Eastman Kodak (EK) says based on restructuring and selling, general and administrative (SG&A) cost reduction actions to-date, and the remaining actions (to conclude by yearend), including the divestiture of Health Group, it expects total workforce cuts will be 28,000-30,000. The photography company sees $3.6-$3.8 billion in charges.
Spectralink (SLNK) agrees to be acquired by Polycom in a deal valued at about $220 million in cash, or $11.75 per share. Separately, Spectralink posted 3 cents fourth-quarter GAAP EPS. S&P downgrades to hold from buy.
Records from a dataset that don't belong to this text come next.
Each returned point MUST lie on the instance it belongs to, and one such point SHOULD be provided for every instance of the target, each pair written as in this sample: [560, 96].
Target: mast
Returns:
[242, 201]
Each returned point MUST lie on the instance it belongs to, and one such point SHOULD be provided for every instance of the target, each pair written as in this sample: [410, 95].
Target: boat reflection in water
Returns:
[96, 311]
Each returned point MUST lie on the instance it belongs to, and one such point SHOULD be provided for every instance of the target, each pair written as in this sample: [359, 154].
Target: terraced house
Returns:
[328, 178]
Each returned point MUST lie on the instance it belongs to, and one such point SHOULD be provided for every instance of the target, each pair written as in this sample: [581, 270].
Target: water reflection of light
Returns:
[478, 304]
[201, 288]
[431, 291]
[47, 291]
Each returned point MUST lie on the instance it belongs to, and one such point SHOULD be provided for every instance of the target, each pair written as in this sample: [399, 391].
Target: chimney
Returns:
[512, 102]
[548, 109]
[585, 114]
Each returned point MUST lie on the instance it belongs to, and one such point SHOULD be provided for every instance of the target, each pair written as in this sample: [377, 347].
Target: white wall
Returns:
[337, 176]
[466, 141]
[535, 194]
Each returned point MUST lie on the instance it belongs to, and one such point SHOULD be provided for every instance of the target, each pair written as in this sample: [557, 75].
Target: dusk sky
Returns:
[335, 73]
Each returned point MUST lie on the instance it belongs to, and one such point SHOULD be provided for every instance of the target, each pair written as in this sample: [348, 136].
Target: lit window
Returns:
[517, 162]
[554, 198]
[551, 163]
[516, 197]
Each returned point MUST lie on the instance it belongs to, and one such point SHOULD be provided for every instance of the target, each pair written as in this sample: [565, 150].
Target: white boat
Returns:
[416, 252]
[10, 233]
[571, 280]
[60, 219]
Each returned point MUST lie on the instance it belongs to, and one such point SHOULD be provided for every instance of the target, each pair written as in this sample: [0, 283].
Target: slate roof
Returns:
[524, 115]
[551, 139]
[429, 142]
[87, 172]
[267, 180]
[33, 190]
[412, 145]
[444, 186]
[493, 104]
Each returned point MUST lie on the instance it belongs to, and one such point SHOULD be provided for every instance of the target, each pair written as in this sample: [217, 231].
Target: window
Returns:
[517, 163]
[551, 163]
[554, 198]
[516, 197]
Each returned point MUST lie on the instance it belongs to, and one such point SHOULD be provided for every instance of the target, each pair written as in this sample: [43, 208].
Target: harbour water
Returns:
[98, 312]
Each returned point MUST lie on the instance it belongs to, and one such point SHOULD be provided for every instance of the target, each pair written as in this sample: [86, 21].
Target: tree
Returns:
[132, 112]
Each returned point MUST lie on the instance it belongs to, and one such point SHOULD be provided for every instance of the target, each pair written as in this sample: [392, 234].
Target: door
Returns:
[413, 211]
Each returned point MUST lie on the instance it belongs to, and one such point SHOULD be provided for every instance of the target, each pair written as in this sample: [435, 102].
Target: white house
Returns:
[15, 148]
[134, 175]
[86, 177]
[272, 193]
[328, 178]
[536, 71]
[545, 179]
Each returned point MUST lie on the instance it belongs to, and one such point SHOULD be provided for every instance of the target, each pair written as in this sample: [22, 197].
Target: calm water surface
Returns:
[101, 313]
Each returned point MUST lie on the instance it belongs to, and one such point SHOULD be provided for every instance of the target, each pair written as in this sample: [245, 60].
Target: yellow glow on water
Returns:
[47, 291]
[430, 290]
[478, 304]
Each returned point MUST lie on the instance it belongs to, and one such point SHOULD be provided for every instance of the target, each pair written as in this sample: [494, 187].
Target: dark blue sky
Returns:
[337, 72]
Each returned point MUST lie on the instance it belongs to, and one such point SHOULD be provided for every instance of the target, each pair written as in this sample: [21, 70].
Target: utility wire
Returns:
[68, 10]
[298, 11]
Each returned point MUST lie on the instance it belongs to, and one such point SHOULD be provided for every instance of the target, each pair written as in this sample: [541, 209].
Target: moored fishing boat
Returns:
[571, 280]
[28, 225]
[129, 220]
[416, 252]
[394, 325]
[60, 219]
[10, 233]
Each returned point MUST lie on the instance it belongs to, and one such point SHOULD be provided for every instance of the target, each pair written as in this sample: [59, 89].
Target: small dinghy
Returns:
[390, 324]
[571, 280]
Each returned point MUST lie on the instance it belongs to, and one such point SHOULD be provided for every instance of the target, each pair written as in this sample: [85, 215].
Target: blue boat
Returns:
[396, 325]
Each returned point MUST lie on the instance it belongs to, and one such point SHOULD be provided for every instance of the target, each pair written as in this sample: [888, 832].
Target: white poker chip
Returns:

Toll Brothers (TOL) says its first-quarter home-building revenues were about $1.09 billion, down 19% from $1.34 billion a year ago.
It also says first-quarter quarter-end backlog was about $4.15 billion, off 30%; net signed contracts in the quarter were about $749 million, off 34% from the year-ago period.
Walt Disney (DIS) posts first-quarter EPS of 50 cents (excluding items), vs. 35 cents a year ago, on a 10% revenue rise. S&P maintains a strong buy on the stock.
Wal-Mart Stores (WMT) posts 2.2% higher total U.S. same-store sales, 11% higher total company sales. It sees a February comps rise of 1%-2%.
Target (TGT) posts 5.1% higher January same-store sales and 37% higher total sales.
Federated Department Stores (FD) posts 8.6% higher January same-store sales and 19% higher total sales. The company raises fourth-quarter EPS from continuing operations guidance to $1.55-$1.60, including a 6-cents gain related to the completion of a debt tender offer.
AnnTaylor Stores (ANN) posts 10% lower January same-store sales and 21% higher total sales. It expects fiscal year 2007 EPS to be in the range of $1.95-$1.98.
Gap Inc. (GPS) posts flat January same-store sales and 25% higher total sales. It expects fiscal year 2007 EPS to be 89-91 cents, which reflects the fact that the company moved more holiday clearance merchandise than previously expected.
Pacer International (PACR) posts 57 cents, vs. 54 cents, fourth-quarter EPS despite slightly lower sales. S&P says fourth-quarter EPS missed its estimate, and downgrades to sell from buy.
Bausch & Lomb (BOL) files Form 10-K for 2005. It says 2005 EPS were 35 cents on sales of $2.35 billion, vs. 2004's restated $2.83 EPS on sales of $2.23 billion.
Express Scripts (ESRX) posts fourth-quarter EPS from continuing operations of $1.02, vs. 77 cents, as fewer shares outstanding offset a slight revenue drop. It raises first-quarter EPS guidance to 90-95 cents, and 2007 EPS to $4.08-$4.20.
Electronic Data Systems (EDS) posts fourth-quarter adjusted EPS of 47 cents, vs. 21 cents, on an 11% revenue rise. It sees 2007 revenue of $22-$22.5 billion, and $1.60 adjusted EPS.
EMC Corp. (EMC) plans to sell about 10% of VMware via an initial public offering of newly issued VMware stock. EMC will retain ownership of the remaining shares. S&P reiterates buy.
PepsiCo (PEP) posts fourth-quarter EPS of $1.06, vs. 65 cents a year ago, on 2.8% higher revenue. It notes year-over-year comparison reflects the impact of one extra week in the fourth quarter of 2006. The beverage maker sees mid-single-digit volume, net revenue growth; anticipates EPS of at least $3.30.